Wednesday, June 2, 2010

...(back) to the land of green plums

The Land of Green PlumsLola came from one of the poorest provinces of the country. Where the drought season is survived only by sheep, melons and mulberry trees. There are six children in her family. There are six roommates in her dorm room. Lola came to the city to escape poverty. She went to college for a major in Russian. The interest in Russian majors was low and so was the selectivity. "Wishes are difficult, writes Lola, goals are easier". She wants to marry a gentleman with carefully cut fingernails and a college degree. She wants to return to her village as a lady.

Lola joins the Party. God watches over us up-above, the Party watches over us down-below.
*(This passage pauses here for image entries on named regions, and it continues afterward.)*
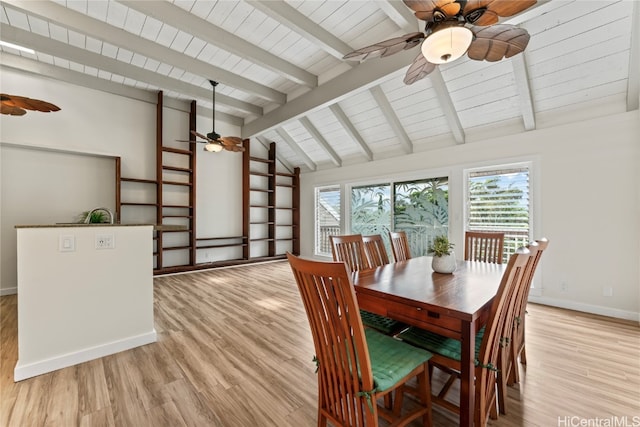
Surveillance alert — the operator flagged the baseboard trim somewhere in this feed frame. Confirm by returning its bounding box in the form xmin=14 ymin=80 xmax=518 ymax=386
xmin=13 ymin=329 xmax=158 ymax=381
xmin=0 ymin=287 xmax=18 ymax=297
xmin=529 ymin=295 xmax=640 ymax=322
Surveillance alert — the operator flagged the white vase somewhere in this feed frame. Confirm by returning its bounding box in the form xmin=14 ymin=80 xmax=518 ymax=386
xmin=431 ymin=251 xmax=456 ymax=274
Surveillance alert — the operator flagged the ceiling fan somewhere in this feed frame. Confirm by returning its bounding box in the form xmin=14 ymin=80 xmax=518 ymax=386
xmin=0 ymin=93 xmax=60 ymax=116
xmin=343 ymin=0 xmax=537 ymax=85
xmin=178 ymin=80 xmax=244 ymax=153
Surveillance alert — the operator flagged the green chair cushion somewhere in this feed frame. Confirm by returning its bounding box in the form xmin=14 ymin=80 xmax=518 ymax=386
xmin=360 ymin=310 xmax=406 ymax=335
xmin=398 ymin=326 xmax=484 ymax=361
xmin=364 ymin=329 xmax=431 ymax=391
Lola is with baby but she didn't get married yet. Lola commits suicide.

One of her roommates finds her notebook and reads it. The notebook brings her closer to three other students. They are all members of the German-speaking minority. They bring in books banned by Party Censors, they send back letters into the West.

After graduation she gets a job as a translator in a factory. There she befriends Tereza. Tereza can allow herself to behave childish - her father is someone rather important in the party. Tereza is now hiding the forbidden books, pictures ...the notes. Tereza is Romanian.

By the end of the book all have left the land of green plums behind. Two of them are in Germany. The other carry their sack someplace else :"a belt, a window, a nut, a rope."

Herta Müller is the 2009 Nobel prize laureate for literature. Her work counts around fifty volumes of essays, poetry, short stories and novels. Unfortunately, most of them stall in the time of the communist regime . And whilst there is a need for well written accounts about that epoch, I tend to think that sometimes there are too many such accounts. Thus I will not recommend that you read all her writings, not unless you are obsessed with the period. But I say that one must tread at least a few of her works. And one novel I will recommend with no hesitation is the Herztier [1] translated as the Land of Green Plums.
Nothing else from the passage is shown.